The results have been remarkable.

In 2019, the IHM Parish Picnic generated 448 pounds of waste while achieving an 85% landfill diversion rate through composting and recycling efforts. By 2022, total waste had fallen to 298 pounds while diversion increased to 89%. Composting alone accounted for more than three-quarters of all materials collected. In 2024, the parish served approximately 1,000 meals across three events while maintaining an 86% diversion rate and generating only 282 pounds of total waste.

More important than the numbers, however, is the culture that has emerged. Volunteers staff composting stations, children learn how to sort materials, and parishioners actively participate in stewardship practices. What began as a recycling effort has evolved into a living example of integral ecology, where care for people, resources, community, and creation are viewed as part of a shared mission.

(Images courtesy of Jay Bassett.)

Hospitality Without Waste

At Our Lady of the Assumption, a similar transformation is underway.

Over the past 18 months, OLA’s Care for Creation Ministry has partnered with other parish ministries to host several large-scale events built around zero-waste principles.

A Marist Celebration welcoming approximately 700 attendees diverted nearly all event materials through composting and recycling. An Iftar Dinner hosted by the parish’s Indonesian community generated less than one pound of landfill waste. Most recently, a Cinco de Mayo celebration serving more than 300 people demonstrated how cultural traditions, hospitality, and environmental stewardship can strengthen one another.

These efforts are not simply operational improvements. They create visible examples of values in action that participants can carry into their homes, workplaces, schools, and neighborhoods.

Beyond Recycling

The movement toward lower-waste events is gaining momentum nationally. A 2023 Environmental Defense Fund article, “Life Is a (Low-Waste) Picnic,” highlighted how composting, reusable service ware, and volunteer engagement can dramatically reduce waste while strengthening community participation.
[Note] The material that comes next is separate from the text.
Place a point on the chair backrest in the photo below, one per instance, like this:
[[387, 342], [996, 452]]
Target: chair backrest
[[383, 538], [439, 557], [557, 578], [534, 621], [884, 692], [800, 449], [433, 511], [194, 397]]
The experiences of IHM and OLA suggest something even larger. Their efforts show that environmental stewardship is not primarily about recycling bins or waste audits. It is about relationships.
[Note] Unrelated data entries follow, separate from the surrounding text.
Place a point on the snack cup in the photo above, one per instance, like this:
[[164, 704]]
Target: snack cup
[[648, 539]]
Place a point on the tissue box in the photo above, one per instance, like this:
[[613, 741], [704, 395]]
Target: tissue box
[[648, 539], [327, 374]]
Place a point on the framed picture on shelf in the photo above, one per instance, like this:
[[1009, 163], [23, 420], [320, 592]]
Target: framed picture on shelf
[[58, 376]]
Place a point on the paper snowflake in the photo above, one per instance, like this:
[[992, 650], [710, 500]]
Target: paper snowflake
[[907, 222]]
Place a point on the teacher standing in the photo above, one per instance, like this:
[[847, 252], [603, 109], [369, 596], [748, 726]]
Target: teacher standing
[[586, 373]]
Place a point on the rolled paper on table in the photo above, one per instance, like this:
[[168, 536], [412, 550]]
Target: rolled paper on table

Integral ecology reminds us that healthy communities depend upon healthy ecosystems, healthy soils, clean air and water, and responsible systems of production and consumption. It also recognizes that many environmental challenges stem from the same forces that weaken communities: disposability, isolation, and short-term thinking.
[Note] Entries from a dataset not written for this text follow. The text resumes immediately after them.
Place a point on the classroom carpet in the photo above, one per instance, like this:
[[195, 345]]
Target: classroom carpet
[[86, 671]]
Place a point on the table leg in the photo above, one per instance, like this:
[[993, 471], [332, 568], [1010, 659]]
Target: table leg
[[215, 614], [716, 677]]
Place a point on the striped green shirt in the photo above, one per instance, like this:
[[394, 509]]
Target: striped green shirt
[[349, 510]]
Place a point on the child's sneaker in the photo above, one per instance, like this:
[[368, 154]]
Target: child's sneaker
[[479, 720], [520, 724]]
When faith communities reduce waste, eliminate unnecessary plastics, compost food scraps, and invest in reusable systems, they are doing more than managing materials. They are practicing gratitude, strengthening community, and caring for future generations.

In a culture often defined by convenience and disposability, these Atlanta parishes offer a different vision of one rooted in stewardship, hospitality, and the common good. Their experience reminds us that caring for creation often begins with simple acts close to home: how we gather, how we share meals, and how we honor the gifts entrusted to us.

In doing so, they demonstrate that communities of faith can become places not only of worship and fellowship, but also of ecological renewal, resilience, and hope.

Jay Horton

Rev. Jay Horton is a Colorado-born, Virginia-raised, and Georgia-grown public relations professional and United Methodist pastor currently serving as the communication lead for Georgia Interfaith Power and Light (GIPL), an environmental justice nonprofit equipping faith communities to care for creation through advocacy, resourcing, and education.